In June 2018, the Patient-Centered Outcomes Research Institute (PCORI) https://www.pcori.org and the American Heart Association (AHA) https://www.heart.org have make $5 million available to establish a center to support better-informed AFib treatment decisions. This initiative the “AHA-PCORI Decision-making and Choices to Inform Dialogue and Empower” Center is referred to as the AHA-PCORI DECIDE Center.”
The PCORI-AHA DECIDE Center is part of AHA’s AFib Strategically Focused Research Network.

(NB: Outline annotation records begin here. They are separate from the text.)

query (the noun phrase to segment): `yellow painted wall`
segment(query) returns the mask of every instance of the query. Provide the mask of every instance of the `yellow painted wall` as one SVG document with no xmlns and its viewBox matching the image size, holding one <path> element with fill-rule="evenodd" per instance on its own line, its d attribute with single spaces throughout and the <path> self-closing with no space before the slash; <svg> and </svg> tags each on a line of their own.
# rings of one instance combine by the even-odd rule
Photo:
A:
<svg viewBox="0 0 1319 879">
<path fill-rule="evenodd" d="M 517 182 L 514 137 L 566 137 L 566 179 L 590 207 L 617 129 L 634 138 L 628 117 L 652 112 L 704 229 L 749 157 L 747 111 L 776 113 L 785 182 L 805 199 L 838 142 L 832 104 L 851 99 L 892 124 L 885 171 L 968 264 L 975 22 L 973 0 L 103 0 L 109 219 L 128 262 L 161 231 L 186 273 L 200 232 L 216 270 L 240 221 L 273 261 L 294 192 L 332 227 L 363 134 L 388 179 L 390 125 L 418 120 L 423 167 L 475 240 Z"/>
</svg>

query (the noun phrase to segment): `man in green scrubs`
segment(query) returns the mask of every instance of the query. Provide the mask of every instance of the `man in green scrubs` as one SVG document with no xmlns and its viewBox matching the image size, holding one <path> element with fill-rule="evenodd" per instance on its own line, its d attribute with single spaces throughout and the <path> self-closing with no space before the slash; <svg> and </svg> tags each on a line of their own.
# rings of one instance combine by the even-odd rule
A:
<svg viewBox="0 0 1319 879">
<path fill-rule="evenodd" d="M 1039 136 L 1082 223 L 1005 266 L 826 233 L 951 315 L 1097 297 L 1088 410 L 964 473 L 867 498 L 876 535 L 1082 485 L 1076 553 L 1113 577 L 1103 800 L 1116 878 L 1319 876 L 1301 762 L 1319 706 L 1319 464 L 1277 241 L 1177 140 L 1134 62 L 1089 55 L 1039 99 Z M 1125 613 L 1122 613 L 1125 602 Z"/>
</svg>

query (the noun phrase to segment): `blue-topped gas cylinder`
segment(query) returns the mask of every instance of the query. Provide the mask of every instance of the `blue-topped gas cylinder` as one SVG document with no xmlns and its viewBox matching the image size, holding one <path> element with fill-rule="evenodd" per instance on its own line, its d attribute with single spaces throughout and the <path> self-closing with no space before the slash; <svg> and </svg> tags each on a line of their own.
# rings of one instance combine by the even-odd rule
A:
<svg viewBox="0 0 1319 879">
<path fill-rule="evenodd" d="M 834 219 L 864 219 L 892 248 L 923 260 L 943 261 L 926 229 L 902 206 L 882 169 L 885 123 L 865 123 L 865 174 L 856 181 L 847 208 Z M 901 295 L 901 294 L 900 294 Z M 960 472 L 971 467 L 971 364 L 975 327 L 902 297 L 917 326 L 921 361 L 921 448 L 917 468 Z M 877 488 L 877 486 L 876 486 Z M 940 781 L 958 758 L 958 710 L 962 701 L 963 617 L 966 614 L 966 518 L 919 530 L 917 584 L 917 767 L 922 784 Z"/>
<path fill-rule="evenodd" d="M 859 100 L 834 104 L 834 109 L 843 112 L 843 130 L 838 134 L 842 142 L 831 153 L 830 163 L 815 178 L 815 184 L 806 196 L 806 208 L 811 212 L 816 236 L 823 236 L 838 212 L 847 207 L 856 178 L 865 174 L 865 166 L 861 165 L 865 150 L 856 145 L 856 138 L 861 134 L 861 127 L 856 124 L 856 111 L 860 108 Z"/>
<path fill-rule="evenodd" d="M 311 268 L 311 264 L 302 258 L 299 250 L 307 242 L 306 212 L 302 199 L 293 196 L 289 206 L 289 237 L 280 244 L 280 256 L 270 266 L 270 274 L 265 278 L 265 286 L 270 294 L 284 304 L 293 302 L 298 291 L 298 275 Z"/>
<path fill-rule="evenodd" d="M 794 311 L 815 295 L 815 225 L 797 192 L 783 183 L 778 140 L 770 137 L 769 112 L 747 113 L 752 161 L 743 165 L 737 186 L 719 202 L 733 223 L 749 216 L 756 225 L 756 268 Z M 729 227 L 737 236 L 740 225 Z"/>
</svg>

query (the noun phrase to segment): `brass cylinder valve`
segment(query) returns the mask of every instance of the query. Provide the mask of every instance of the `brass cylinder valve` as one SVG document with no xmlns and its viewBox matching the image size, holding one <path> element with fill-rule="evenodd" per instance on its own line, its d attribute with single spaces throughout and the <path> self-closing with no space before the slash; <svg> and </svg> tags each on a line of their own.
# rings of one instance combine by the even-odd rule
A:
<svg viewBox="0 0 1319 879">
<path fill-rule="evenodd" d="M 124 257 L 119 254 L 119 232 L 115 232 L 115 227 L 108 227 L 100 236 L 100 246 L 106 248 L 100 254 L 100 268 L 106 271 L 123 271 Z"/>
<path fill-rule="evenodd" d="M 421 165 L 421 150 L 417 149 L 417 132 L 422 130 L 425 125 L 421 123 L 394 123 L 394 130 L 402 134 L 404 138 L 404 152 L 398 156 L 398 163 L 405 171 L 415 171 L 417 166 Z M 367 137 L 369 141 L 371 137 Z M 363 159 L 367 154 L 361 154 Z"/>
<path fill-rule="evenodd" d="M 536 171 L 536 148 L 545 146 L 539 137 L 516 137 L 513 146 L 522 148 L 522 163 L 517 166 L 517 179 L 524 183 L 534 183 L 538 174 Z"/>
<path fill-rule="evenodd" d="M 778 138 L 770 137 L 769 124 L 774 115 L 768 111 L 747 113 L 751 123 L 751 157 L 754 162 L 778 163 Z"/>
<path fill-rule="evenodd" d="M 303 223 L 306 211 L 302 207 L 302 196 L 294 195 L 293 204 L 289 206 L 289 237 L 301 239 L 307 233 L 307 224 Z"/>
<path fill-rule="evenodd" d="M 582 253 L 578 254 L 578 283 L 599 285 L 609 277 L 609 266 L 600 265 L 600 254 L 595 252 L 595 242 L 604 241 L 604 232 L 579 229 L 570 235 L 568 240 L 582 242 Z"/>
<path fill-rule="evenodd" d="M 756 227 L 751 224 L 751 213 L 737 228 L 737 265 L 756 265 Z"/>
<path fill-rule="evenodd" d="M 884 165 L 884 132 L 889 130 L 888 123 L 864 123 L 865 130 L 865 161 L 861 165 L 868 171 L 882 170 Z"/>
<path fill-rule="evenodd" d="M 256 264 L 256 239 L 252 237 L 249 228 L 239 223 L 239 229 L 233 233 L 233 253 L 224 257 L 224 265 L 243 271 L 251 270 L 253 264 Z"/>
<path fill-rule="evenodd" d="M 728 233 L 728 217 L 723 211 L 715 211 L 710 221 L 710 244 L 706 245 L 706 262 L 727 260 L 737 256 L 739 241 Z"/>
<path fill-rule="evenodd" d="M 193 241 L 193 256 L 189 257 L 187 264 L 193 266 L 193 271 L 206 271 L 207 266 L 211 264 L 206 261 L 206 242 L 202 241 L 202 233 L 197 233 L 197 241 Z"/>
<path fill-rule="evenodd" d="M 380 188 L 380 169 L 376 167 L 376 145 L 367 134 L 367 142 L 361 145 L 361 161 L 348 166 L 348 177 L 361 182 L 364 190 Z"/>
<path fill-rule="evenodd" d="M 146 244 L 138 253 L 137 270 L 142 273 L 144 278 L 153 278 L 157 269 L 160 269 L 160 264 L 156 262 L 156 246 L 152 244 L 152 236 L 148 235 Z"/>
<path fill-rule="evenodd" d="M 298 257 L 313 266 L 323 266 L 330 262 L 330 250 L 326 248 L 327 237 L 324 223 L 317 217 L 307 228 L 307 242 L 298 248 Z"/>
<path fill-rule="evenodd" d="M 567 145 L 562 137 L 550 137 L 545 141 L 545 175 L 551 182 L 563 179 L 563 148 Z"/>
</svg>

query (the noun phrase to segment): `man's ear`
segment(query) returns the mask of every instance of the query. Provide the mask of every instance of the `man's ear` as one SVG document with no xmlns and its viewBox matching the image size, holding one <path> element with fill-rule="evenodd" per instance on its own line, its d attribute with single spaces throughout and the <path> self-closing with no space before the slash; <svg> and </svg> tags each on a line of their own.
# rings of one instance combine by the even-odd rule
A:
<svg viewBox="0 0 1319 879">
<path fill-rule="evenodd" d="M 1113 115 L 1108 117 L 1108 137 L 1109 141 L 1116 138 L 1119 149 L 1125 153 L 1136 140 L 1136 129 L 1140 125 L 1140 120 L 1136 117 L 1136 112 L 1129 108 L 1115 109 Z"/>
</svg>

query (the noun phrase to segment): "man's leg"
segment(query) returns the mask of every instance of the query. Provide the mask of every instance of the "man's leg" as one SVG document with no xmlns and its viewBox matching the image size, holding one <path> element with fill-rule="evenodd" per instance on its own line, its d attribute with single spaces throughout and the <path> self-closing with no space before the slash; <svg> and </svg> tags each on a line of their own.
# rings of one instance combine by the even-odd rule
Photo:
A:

The Network consists of six research centers to provide understanding of the biology, pathophysiology, and epidemiology of AFib, and how to develop more effective ways to treat AFib and prevent risks such as stroke.
The AHA-PCORI DECIDE Center will be based at the University of Utah to develop and test tools that will help patients with AFib have constructive conversations. The funding will enable the University of Utah in collaboration with Mayo Clinic to produce and test new decision-aids to better inform AFib treatment decisions.
”If people don’t feel engaged in the decision-making process, they are less likely to see the benefits of treatments and may not fill their prescriptions or take the medications” said, Angie Fagerlin, PhD, Director of DECIDE.
The AHA–PCORI DECIDE Center will undertake two projects with the research team to include developing and refining two types of decision aids. One aid would enable people with AFib to use the decision tool on their own before a visit with their doctor, and the other decision aid would be used by the patient when talking with their doctor.
The Center will assess the decision tools abilities when used individually by the patient and/or the decision is made with the physician to determine which oral blood thinning drugs to use to prevent stroke and which of these drugs would best align with the patients’ goals and preferences.